The first speaker, Okada, let out a roar and kicked the cupboard so hard the cheap plastic bowl on it rattled and nearly fell off. He was a tall man, nearly broader than the doorway, with dark hair slicked back out of his face and a mouth that split into a grimace of white teeth. In fact, there was something distinctly shark-like about him, even down to the grey suit he was wearing.
“This is all your fucking fault, you fucking jinx!” he snarled, rounding furiously on the last man, who up until this point had been leaning silently against the window with a cigarette. “He’s dead, you hear? Nice going. What the fuck are we going to do now?”
Kojiki sat down heavily in a chair. “Okada, back off, it’s not his fault,” he muttered, “You’re the one who shot him.”
Okada laughed harshly, this time turning his anger to the other, smaller man. “Gimme a fucking break, Kojiki, I wasn’t aiming for him,” he said.
Finally, the man at the window spoke. “You used my gun though, didn’t you?” he said, watching the both of them through his sunglasses. There was nothing inherently accusing in his tone but the question itself sent a chill through the room.
None of them knew what to say for a while. Even Okada was taken aback. He clenched his fists and fixed his eyes firmly on the bed frame. “So what if I did? I was out of bullets.”
“It doesn’t matter whose gun it was!” said Kojiki, “We’re all screwed when the boss finds out anyway.”
“We wouldn’t be in this position if it wasn’t for that goddamn jinx over there,” snarled Okada, “It was all set out for us- a five year old could do it.
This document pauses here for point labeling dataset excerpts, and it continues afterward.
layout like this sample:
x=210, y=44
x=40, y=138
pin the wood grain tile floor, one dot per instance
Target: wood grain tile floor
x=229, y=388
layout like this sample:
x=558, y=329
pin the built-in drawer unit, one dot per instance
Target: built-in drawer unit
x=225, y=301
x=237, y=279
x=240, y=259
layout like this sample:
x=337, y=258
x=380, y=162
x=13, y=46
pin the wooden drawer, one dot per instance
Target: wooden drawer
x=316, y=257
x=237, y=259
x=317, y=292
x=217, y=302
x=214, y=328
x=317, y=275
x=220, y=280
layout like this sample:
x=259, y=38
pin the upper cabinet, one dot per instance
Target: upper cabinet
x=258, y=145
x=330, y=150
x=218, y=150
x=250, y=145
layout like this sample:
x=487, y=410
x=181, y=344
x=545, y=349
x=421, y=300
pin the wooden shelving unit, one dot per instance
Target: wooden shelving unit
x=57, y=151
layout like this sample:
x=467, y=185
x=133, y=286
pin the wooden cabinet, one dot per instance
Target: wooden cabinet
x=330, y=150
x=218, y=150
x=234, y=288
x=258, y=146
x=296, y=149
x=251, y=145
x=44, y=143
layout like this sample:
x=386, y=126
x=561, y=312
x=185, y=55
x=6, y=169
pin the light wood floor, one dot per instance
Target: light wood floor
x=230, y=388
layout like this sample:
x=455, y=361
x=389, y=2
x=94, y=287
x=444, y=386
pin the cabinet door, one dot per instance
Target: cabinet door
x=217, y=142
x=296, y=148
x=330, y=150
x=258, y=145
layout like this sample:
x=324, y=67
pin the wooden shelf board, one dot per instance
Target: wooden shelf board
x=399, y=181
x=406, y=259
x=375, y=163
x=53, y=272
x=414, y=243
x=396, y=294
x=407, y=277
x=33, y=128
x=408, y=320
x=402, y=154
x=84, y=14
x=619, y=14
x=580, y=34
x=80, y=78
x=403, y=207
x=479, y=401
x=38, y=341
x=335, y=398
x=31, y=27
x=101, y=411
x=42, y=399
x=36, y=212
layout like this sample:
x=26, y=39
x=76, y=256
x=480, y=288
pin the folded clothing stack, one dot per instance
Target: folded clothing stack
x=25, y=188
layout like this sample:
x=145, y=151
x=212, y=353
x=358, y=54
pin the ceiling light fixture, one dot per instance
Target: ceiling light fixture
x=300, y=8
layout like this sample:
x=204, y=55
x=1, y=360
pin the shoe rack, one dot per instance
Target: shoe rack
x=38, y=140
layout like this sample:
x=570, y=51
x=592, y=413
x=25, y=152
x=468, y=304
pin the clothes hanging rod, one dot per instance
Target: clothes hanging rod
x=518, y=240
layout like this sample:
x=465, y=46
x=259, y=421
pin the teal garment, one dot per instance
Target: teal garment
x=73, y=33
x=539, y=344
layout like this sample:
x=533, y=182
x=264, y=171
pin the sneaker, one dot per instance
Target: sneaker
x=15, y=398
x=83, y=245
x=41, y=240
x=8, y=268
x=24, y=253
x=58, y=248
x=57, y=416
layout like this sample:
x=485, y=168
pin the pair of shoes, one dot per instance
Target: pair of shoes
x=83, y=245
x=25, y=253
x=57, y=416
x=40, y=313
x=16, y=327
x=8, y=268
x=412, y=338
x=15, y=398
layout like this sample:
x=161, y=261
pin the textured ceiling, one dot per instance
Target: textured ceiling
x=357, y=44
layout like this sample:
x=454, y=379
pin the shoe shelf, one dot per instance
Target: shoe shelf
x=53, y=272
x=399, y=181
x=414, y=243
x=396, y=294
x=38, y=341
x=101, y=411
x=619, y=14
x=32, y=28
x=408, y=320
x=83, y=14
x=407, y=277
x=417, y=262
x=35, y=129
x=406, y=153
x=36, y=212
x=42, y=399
It was just a fucking kidnapping. He fucked this up. He always fucks it up. I’m sick of it.”
The man with the cigarette visibly flinched. “Okada… shut up. I’m trying to think.”
“You might be in charge, Kazama, but you’re finished. I’ll make sure of that. This just proves what I’ve been saying all along,” he said vehemently, “You’re a no good-”
“I said shut up!”
Kazama’s voice rang around the stuffy little room, rising above the sound of rain bouncing off the gutter outside. His shoulders heaved up and down as he tried to regain his cool but he was trembling furiously. “Shut up,” he repeated through gritted teeth, “Shut up, or I swear you’ll be joining Meiji,”
Okada narrowed his eyes at him, “What did you just say?”
Kojiki stared from one to the other. This had been coming for a long time but now it looked it was actually going to happen and he wasn’t about to get in the way. They were at each other’s throats at the best of times but now? Now he wasn’t even sure whether they’d leave the hotel with one corpse or two. Or even three.
And then something did happen, although it wasn’t quite what any of them had expected.
Maybe, somewhere, in the thunderstorm outside, some benevolent god or spirit took pity on a trio of gangsters and decided that, in spite of everything, it would intervene. Maybe it was just blind, old-fashioned luck. But whatever it was, none of them were prepared for it.
Maybe it was by this possible god-sent wind that, just as Kazama and Okada were about to tear each other to pieces, the door of the hotel room swung open.